The Breast Cancer Initiative East Africa (BCIEA), launched a program dubbed, "One Breast Cancer Smartphone per Village" which aims at distributing smartphones to help raise awareness on breast cancer in Rwandan communities.
According to Philippa Kibugu-Decuir, the founder of BCIEA, through this initiative, they will provide a smartphone to a village ambassador who is trained by BCIEA so that they are able to provide information about breast cancer.
The smartphones have an application installed that was established with all details about breast cancer, how to self-examine breast cancer, and all the necessary information someone would wish to know about this type of cancer.
She said that she has a target of distributing at least 300 smartphones to assist in providing breast cancer information in different communities.
The phones are fitted with an educational application that is both in English and Kinyarwanda and the volunteer ambassadors to be given these phones are medical students that are trained to properly disseminate information on breast cancer mainly during communal activities like Umuganda and Umugoroba w'Ababyeyi period.

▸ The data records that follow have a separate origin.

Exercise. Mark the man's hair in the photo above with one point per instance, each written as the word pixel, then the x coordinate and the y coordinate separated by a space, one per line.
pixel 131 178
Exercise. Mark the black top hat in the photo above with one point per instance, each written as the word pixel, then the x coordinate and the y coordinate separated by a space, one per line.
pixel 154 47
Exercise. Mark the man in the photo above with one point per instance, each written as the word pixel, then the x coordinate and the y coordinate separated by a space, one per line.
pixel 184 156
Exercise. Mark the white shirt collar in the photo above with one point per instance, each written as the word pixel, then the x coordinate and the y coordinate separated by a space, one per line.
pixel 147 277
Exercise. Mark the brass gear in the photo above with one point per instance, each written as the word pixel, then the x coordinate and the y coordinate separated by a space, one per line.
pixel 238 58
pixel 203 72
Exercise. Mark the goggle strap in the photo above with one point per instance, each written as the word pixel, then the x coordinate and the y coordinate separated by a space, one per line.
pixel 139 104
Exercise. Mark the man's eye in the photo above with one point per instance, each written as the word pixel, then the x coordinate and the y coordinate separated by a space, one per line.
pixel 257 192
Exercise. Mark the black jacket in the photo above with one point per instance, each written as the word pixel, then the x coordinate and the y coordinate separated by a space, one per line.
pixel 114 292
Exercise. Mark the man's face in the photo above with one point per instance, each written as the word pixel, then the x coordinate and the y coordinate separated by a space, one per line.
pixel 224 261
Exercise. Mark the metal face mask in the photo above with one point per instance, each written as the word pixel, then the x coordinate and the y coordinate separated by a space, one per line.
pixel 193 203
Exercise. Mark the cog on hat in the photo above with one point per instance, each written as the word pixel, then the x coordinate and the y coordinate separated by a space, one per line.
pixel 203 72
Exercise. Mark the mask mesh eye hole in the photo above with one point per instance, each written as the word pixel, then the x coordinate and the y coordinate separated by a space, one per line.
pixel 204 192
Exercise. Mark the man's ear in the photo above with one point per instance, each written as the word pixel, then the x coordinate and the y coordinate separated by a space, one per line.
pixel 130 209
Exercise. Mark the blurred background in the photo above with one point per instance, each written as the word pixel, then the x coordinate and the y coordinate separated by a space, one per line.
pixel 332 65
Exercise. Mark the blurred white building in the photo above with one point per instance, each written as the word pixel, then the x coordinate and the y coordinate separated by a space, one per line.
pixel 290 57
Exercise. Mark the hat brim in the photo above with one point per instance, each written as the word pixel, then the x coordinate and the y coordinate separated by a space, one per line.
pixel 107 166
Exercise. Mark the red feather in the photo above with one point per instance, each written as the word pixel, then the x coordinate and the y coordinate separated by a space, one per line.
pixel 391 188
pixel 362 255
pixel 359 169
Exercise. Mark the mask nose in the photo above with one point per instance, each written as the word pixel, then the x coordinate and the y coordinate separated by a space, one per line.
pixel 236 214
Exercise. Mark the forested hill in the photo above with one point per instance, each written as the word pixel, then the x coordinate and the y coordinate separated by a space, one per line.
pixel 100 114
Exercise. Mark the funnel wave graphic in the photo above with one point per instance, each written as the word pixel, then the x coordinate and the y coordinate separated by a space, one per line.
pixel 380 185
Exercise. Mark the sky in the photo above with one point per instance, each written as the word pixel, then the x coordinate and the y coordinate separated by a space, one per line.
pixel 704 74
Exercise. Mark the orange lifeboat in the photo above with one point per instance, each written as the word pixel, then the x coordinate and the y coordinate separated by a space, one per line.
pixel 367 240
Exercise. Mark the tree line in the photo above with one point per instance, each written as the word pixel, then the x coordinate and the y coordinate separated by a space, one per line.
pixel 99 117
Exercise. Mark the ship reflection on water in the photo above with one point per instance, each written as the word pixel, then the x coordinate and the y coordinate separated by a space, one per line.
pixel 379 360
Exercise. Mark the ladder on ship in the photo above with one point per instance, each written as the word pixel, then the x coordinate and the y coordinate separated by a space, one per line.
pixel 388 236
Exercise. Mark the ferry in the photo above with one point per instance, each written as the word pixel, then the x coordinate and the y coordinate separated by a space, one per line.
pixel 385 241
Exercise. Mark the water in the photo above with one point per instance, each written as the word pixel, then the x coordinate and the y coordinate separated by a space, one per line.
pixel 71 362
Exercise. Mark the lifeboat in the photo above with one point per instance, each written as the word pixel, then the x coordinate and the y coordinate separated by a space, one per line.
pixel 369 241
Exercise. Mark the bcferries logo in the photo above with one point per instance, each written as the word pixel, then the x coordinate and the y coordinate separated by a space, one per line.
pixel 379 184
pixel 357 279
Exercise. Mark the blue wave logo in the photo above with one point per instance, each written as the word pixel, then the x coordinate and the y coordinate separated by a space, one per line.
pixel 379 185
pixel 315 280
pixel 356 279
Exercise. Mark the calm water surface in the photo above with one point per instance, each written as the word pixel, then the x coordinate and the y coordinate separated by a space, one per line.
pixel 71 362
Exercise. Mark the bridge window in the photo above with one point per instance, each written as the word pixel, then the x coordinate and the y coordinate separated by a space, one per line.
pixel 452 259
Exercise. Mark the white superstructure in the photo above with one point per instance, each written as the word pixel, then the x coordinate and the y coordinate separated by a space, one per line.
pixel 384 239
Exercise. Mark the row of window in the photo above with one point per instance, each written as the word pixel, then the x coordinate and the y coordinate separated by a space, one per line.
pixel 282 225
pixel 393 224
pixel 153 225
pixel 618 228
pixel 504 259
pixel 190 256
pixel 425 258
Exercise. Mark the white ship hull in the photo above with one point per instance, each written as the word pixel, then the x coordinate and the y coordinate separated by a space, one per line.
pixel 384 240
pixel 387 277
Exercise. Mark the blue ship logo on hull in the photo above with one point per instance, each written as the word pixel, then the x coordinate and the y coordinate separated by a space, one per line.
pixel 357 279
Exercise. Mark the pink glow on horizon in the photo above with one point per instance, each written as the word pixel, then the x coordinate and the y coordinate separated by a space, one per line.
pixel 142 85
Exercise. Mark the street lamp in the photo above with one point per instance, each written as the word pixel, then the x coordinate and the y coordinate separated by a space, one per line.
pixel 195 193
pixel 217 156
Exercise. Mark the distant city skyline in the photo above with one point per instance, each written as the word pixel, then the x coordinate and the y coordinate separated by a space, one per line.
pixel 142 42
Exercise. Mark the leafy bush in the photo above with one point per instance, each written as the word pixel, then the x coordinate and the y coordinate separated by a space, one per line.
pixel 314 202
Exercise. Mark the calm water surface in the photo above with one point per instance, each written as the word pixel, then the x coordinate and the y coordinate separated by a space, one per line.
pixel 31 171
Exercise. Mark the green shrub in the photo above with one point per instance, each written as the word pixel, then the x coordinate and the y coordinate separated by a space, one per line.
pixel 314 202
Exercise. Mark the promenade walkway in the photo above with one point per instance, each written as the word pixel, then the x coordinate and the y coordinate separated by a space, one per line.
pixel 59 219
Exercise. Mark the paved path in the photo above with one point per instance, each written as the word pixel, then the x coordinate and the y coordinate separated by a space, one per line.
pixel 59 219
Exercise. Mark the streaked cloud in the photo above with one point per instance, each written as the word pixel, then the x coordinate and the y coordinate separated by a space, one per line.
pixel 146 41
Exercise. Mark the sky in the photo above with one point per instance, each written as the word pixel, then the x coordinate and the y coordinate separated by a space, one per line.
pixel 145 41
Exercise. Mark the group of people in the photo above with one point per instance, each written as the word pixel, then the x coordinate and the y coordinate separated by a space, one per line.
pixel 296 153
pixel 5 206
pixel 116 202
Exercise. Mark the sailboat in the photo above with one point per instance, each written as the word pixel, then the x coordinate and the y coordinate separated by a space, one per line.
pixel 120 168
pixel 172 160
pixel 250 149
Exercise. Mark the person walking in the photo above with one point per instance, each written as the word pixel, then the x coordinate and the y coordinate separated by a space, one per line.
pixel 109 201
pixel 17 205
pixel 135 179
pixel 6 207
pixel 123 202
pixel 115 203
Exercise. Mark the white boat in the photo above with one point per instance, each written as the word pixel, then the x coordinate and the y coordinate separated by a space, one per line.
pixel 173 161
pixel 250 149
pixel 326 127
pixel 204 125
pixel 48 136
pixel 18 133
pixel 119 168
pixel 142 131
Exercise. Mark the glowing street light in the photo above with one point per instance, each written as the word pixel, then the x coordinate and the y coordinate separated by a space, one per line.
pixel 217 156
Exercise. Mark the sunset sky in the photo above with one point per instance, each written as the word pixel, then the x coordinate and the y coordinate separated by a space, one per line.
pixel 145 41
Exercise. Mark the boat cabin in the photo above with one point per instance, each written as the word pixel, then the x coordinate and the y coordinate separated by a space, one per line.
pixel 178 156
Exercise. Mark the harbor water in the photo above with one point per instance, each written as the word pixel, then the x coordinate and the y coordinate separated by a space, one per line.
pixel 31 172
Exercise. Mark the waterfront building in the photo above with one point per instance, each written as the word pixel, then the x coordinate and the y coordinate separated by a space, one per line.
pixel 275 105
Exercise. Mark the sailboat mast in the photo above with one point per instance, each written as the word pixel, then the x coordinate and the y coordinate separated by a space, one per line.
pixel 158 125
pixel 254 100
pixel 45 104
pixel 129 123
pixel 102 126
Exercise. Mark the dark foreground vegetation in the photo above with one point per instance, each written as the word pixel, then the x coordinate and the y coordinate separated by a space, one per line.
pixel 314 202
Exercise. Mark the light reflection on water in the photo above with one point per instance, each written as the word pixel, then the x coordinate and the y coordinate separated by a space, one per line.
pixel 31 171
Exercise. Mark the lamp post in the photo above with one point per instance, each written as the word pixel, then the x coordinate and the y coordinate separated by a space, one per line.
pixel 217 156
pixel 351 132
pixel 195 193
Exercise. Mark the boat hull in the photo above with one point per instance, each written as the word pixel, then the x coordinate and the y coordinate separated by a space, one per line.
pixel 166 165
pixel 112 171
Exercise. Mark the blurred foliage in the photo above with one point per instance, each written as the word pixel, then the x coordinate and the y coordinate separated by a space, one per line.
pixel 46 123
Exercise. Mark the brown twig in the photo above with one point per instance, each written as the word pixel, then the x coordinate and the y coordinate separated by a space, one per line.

Kibugu-Decuir urged Members of Parliament and other policymakers to legislate policies that support cancer patients and survivors and their families, saying that cancer is an expensive devastating disease yet it affects all aspects of life.
She noted that although Rwanda has universal health insurance coverage, the treatment and medications are so expensive that the most vulnerable can't afford it.
For example, she said that 10 percent of the cost of radiation Rwf1.8 million is Rwf108,000 which is out of reach for many.
"The government of Rwanda has made tremendous progress with Butaro Cancer Centre and Rwanda Cancer Centre (at Rwanda Military Hospital) and several hospitals that patients no longer need to travel abroad for treatment, but a lot still has to be done," she said.
Melisa Kabanyana Muvunyi, a student of Rwamagana Leaders' School noted that her role is to spread awareness of breast cancer which is why she and other youth are going to form clubs that will spread the message regarding breast cancer beyond their own school.
According to Dr. Polyphile Ntihinyurwa, a gynecologist at University Teaching Hospitals of Kigali and Huye, mostly, the early signs of breast cancer do not get easily noticed due to lack of pain, which is why regular self-examination is advised.
He explained that one's hands are enough to detect some signs, like masses, irregularities in the breast, or something unusual, and in some cases, one may notice bloody discharges out of the nipple or discoloration of the breast.
In advanced cases of breast cancer, wounds can even burst out of the skin of the breast, Ntihinyurwa stated.
Many people seek medical care when they feel pain or sick, which is very risky as they may lose their breasts because cancer cells could have grown and spread deeper.
Ntihinyurwa noted that knowing whether one is sick or not is the first step that should be taken. A person can live a happier life knowing that they don't have the disease rather than living a life of doubting whether they are sick or not.
However, he called upon men to be supportive when they notice that their women have breast cancer.
He also stressed that cancer can heal though not all types of cancer, but early detection is the best treatment.